Zach Cregger: Timmy, tell me what you think about this: To me, ’90s horror was not great. There are obvious exceptions, like The Blair Witch Project, which is an exceptional, miraculously good movie. But I’d say Scream, which is a great movie, started a trend of just putting hot faces on covers. So it’s like, I Know What You Did Last Summer, The Faculty, which is OK — but this trend of movies of hot, young kids getting picked off one by one, very glossy, cleanly lit, studio horror movies. That did not start the new millennium on the right foot.
Timmy Williams: And it burned itself out pretty quickly.
Zach: Weirdly, the movie I think that really disrupted everything was Insidious. Maybe both James Wan movies, The Conjuring and Insidious, but I believe Insidious was independently made, and it really worked. It made a ton of money. And it was a weird original horror movie that was not about hot college kids. Then comes Get Out, obviously. So it’s like, if Insidious is… I’m trying to think of a punk rock metaphor here. Get Out would be the Sex Pistols... or maybe Insidious is the Sex Pistols, and Get Out as the Velvet Underground? OK, who gives a shit.

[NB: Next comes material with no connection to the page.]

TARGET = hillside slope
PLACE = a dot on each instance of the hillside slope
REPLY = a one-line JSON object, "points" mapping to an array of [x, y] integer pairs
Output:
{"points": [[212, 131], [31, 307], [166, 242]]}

Timmy: Maybe someone’s MC5?
Zach: The point is Get Out blew the doors open.
Timmy: I wasn’t a horror fan all of my life. But when I went through a divorce, I got into dark shit, and I needed to take care of these feelings by watching horror movies. Then Get Out came out, and it was like, Oh, shit, this is like a totally new kind of horror. It wasn’t afraid to be funny, and it wasn’t pretentious. There has been some other horror in recent years that has felt a bit stuffy, but Get Out really opened the door for auteurs to do their thing in the genre, and even working with studios.
Zach: Barbarian is very much an independent movie that only later became a studio movie — it was created and funded and filmed as an independent movie. But Get Out kicked the doors open. And then we get Hereditary and The Witch and these new kind of horror movies that are not your typical horror thing, but to a broader audience, feel really exciting.
I think we can pretty much agree Hereditary is like Mount Everest-level for this last decade, yet there’s still a lot of people online like, “Call me crazy, but I think Hereditary sucks.” It’s a polarizing movie, which I think is part of its appeal. Saint Maud really belongs in that conversation, too — not enough people saw it. I think it was a victim of the pandemic. But Saint Maud belongs on that pedestal with Hereditary and Get Out.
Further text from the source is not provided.